In honour of International Women's Day, the ROM Library and Archives highlights a number of the many women whose work at the ROM made advances in science, art, and museology.
Ella Martin (pictured above)
Ella Martin devoted her life to improving museum education through object based learning and re-shaping visitor experiences by encouraging multi sensory participation. She joined the Royal Ontario Museum’s Division of Public Instruction in 1938 as one of the ROM’s first professional and experienced teachers. Ella Martin developed many educational resources for both children and adults, and taught a variety of extension courses sponsored by the University of Toronto and the ROM. She received fellowships to travel and study abroad including the Adult Education Fellowship (1958), and the Canada Council Fellowship (1961-2). Ella Martin retired from the ROM in 1971. She was a true champion of reform in museum education, and was highly regarded by teachers and students alike.
Dorothy Burnham joined the ROM as a draftsman in 1929. When the Department of Textiles was created in 1939, Dorothy Burnham became its first curator.
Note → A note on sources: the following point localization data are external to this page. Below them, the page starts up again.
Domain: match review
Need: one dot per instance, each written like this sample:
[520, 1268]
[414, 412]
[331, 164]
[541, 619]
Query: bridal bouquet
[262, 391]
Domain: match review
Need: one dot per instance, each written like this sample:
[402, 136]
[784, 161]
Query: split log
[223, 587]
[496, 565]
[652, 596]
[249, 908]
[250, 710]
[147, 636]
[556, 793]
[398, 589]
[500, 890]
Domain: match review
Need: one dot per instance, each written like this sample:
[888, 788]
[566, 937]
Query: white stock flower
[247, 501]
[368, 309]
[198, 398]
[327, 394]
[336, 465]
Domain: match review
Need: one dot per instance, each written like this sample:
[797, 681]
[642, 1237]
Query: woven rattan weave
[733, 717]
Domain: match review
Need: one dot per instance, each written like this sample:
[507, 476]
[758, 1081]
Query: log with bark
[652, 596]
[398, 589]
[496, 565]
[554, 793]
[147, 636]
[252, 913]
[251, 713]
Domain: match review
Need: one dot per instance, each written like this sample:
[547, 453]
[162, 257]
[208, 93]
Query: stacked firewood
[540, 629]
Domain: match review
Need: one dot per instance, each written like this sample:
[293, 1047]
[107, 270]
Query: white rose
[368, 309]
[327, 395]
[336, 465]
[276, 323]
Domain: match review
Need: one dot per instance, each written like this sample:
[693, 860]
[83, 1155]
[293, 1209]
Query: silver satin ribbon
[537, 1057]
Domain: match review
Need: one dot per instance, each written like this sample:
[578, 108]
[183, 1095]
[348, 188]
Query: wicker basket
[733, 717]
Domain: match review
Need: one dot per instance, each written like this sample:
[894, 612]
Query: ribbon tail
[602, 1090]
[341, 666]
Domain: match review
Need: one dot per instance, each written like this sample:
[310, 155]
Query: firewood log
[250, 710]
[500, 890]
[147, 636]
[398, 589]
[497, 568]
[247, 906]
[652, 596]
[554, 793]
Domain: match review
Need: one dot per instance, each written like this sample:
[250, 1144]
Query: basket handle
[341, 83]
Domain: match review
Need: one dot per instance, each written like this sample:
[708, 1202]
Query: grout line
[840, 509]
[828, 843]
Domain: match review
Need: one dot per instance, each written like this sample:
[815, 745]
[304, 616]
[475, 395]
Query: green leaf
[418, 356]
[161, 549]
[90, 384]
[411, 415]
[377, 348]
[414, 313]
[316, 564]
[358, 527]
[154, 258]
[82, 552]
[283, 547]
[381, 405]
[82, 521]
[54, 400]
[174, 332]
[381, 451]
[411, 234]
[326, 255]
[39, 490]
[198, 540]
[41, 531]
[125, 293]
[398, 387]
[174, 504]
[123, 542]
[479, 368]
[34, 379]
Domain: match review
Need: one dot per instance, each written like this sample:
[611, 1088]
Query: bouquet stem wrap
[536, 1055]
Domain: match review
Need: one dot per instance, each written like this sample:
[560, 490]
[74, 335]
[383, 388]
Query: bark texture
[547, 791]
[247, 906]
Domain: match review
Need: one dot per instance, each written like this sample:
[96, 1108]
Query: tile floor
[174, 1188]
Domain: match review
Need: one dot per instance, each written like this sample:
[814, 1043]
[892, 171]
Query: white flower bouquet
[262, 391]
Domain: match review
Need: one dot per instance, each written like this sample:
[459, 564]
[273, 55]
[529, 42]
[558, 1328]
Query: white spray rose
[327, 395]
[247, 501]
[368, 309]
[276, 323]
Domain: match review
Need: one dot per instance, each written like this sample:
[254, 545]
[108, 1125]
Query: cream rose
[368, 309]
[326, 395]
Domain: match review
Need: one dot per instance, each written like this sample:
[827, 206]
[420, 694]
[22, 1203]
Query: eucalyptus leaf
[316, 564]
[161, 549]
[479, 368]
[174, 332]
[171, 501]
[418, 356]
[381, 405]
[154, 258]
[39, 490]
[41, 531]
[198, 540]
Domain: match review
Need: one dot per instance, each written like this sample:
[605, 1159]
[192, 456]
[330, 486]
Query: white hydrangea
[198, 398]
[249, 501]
Her first initiative was a major project concerning the history of hand weaving. She left the museum in 1949 to raise her family but returned in 1959 to work part time as a research assistant alongside her husband Harold Burnham. The result of this research was the 1972 publication “Keep Me Warm One Night: Early Handweaving in Eastern Canada.” After the death of Harold in 1973, she returned as a full time associate curator and eventually become curator of the Textiles Department. Dorothy Burnham retired in 1977 but continued her research. In 1983, she received a grant from the Explorations Program of the Canada Council to research the textile traditions of the Doukhobors which resulted in her 1986 publication “Unlike the Lilies: Doukhobor Textiles Tradition in Canada.” She also studied a group of rare painted caribou-skin coats of the Montagnais-Napapi of the Quebec-Labrador area, which were made and worn between 1700 - 190. In 2000, Dorothy Burnham became a Curator Emeritus at the ROM.
Sylvia Hahn dedicated the majority of her artistic career to the ROM working as a designer, head of the art department, and keeper of the print collection. She joined the museum’s staff full time in 1937. During her time at the ROM Sylvia Hahn completed identification drawings for the museum’s catalogue, 11 murals, models of jewelry sold in the museum gift shop, a reproduction of a mural that was originally on the wall of an Etruscan tomb, a detailed model of the Acropolis, and a scale model of the statue of Athena Parthenos. A number of her works still remain in the museum today including a mural in the Greece and Roman Gallery, the Acropolis model and the Athena statue. However, her most famous works are the medieval spectator murals, featuring past ROM staff members in the Samuel Hall/Currelly Gallery. Silvia Hahn retired in 1976 after 39 years of service.
Margaret H. Mitchell
Margaret H. Mitchell was an enthusiastic and passionate ornithologist. She was the first female research affiliate of natural history in Canada. Margaret Mitchell joined the ROM as secretary to the head of the Department of Paleontology around 1924. During those early years she struck up friendships with ROM ornithologists L. L. Snyder and L. L. Baillie Jr. Following her marriage in 1927, she gave up her paid position in paleontology and began work as a volunteer in ornithology. Her task was to make sense of the massive amount of data collected by the department through the Passenger Pigeon Inquiry. The result of this work was two ground breaking publications on the passenger pigeon published in 1929 and 1935 respectively. Margaret Mitchell left the ROM when she and her husband moved away from Toronto. Margaret Mitchell went on to publish a number of other papers and monographs on birds before her death in 1988.